I agree that you say the opposite, but there are subtleties in this issue that can easily be missed by someone (like me) who hasn't followed this story very closely. I believe the nuance that mods have missed in your post was that Brendan Eich didn't just donate to some generic Prop 8 campaign as most news stories say. There is no such thing as "the Prop 8 campaign." There were several groups of people running campaigns to support Prop 8, and some of them were...mean-spirited, to put it lightly. The particular group that Eich supported ran ads with the underlying message that gay parents are doing harm to their children, and that rejecting Prop 8 would be harmful to children in general. Once I understood that (see this story, for example), your arguments made a lot more sense.

Comment Re:Projections (Score 1) 987

let's take HADCRUT4 as being at least a reasonably honest attempt to evaluate a global surface temperature anomaly even though they do not attempt to correct for e.g. UHI and hence almost certainly have a monotonic warming bias

A November 2013 paper (so, after AR5) pointed out that HadCRUT4 has no data from the polar regions, which might mean the most drastic warming -- in the Arctic -- is not taken into account (source). Obviously this will spur some further research, but whether it's true or not, there is an option c) the global mean surface temperature change has been underestimated.

Which is neither here nor there -- if global warming is disappearing into the oceans, that's fabulous news as the oceans can absorb the heat for a century and still hardly change temperature, if not, well, time will tell.

That might be generically true (I'll take your word for it), but the way it's happening -- absorbing CO2 -- is causing ocean acidification. We know this for sure, and it's a bad thing for current ocean life. Between that, overfishing, and pollution from oil and nuclear accidents, we're messing up a rather important food source. True, it may adapt as you implied in a later post, but it will cause upheaval in the meantime.
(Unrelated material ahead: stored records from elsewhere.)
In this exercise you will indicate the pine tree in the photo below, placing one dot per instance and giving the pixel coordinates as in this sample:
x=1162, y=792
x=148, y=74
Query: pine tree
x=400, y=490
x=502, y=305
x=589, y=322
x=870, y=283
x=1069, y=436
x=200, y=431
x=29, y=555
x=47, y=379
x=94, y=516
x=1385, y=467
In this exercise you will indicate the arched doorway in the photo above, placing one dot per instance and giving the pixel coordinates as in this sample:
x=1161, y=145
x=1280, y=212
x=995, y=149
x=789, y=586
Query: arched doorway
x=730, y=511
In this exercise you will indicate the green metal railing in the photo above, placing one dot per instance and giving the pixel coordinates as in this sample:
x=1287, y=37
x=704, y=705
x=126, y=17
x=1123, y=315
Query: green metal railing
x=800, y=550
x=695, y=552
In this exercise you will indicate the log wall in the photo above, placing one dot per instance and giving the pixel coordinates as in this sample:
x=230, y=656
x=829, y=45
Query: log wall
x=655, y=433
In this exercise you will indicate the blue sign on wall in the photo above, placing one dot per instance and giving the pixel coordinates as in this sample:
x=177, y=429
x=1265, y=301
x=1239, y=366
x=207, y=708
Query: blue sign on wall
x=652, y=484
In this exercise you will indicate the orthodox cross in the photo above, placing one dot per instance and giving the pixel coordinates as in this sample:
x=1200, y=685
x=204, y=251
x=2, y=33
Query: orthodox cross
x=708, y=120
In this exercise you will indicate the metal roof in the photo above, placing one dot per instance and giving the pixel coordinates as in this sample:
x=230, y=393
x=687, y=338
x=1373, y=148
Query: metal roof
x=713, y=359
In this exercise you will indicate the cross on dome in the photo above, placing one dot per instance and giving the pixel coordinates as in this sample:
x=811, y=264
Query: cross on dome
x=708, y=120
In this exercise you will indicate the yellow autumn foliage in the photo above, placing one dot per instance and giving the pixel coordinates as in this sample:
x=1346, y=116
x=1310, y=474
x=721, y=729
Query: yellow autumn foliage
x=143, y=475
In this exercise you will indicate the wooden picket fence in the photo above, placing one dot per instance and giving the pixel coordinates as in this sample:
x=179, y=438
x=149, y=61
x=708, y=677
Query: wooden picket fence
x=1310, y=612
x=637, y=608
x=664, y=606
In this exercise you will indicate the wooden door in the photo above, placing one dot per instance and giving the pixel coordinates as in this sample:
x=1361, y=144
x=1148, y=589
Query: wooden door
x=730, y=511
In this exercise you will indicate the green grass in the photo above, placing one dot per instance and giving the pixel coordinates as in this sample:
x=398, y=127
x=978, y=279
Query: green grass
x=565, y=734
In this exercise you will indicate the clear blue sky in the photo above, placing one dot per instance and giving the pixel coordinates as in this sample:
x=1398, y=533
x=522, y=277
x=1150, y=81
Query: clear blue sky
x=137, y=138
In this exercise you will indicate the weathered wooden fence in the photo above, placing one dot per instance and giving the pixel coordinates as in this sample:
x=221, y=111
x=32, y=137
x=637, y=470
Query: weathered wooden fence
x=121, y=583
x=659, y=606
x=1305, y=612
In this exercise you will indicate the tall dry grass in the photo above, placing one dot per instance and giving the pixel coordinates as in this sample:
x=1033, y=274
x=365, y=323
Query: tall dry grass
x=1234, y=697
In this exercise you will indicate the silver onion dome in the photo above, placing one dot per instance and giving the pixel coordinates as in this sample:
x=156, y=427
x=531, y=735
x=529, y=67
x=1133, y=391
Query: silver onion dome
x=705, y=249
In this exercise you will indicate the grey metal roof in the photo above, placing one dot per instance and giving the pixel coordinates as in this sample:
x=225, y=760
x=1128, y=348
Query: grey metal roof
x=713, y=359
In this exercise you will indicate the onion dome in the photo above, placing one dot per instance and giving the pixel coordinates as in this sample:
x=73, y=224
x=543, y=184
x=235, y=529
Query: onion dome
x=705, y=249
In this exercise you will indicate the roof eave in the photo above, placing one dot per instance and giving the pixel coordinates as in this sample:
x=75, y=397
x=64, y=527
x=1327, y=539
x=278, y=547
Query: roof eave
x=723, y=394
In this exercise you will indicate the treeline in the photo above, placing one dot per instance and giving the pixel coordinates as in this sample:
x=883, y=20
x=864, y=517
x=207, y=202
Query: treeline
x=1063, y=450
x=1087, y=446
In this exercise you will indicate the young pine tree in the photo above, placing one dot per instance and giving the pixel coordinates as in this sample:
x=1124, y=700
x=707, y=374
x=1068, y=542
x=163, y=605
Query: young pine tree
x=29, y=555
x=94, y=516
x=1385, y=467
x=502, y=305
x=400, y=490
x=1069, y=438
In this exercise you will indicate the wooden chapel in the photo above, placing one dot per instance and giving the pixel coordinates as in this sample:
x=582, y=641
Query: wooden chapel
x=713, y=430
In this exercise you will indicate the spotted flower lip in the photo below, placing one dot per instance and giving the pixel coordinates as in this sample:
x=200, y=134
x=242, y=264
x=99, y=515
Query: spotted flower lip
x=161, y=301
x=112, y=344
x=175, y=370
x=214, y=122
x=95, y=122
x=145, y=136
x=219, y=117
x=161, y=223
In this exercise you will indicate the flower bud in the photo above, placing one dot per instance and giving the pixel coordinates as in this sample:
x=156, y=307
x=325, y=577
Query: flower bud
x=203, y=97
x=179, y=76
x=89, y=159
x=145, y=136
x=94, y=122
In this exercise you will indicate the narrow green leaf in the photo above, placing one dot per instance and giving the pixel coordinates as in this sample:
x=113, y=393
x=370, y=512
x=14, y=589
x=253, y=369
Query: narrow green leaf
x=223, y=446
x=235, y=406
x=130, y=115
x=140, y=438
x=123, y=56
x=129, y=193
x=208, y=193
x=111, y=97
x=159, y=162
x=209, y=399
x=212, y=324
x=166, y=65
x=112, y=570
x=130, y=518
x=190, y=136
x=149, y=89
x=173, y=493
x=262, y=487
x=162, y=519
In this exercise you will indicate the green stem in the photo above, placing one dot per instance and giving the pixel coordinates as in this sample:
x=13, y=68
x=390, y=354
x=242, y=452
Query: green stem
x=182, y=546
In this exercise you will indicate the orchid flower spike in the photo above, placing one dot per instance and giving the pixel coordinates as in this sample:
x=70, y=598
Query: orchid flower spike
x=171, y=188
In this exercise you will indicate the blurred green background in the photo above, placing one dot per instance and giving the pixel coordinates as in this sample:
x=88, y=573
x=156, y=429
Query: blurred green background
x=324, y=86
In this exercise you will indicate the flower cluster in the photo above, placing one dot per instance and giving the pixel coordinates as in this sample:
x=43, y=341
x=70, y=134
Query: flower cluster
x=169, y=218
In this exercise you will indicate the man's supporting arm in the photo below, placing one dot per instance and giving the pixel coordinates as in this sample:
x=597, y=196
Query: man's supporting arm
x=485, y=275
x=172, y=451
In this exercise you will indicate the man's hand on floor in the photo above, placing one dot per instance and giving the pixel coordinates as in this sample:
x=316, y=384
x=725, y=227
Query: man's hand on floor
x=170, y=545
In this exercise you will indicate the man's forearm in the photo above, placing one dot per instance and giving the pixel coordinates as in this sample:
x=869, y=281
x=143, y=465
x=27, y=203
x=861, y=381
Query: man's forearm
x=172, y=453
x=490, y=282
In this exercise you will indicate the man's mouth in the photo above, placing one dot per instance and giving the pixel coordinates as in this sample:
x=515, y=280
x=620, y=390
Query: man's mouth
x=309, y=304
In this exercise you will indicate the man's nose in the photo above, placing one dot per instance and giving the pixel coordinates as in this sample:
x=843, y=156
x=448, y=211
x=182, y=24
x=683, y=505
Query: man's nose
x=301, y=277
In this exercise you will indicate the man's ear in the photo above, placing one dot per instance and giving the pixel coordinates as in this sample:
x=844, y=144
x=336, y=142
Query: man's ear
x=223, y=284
In addition, I know researchers have proposed links between warmer oceans and extreme weather events like the polar vortices causing the cold snaps this year, that is, warmer oceans weaken the jetstream. But I don't know how much traction that has among climate scientists.

If you bother to actually go out and grab AR5 to read what it actually says instead of what distortions of summaries of paraphrases might have said, you might stop by and read paragraphs 9.2.2.2 and 9.2.2.3. They are sublime. Basically they say "We have no defensible reason to think that the average of all of the climate models in CMIP5 has the slightest actual meaning, and we have excellent reasons not to just take the numerical average of their individual mean predictions with equal weight and to prune out the failing models, but we're going present the numerical average of all of the models, including the ones that are overtly failing, anyway".

I just looked at those sections, and to me it reads, "these (Multi-Model Ensembles and Perturbed-Parameter Ensembles) are the types of simulations we've taken into account [9.2.2], these are their weaknesses [9.2.2.1-2], and this is how we combined them to evaluate them as a whole [9.2.2.3]." Perhaps you're referring to the direct quote "...collections such as the CMIP5 MME cannot be considered a random sample of independent models," which is repeating the weakness described in 9.2.2.1, which is that a lot of models in that set use components from other models in the set. To me that makes perfect sense because we do that in engineering all the time: reusing model components that (seem to) work well. I can see why that would seem fishy, though. It'd be nice to see someone dig into that and see what components are reused and how they might bias the results.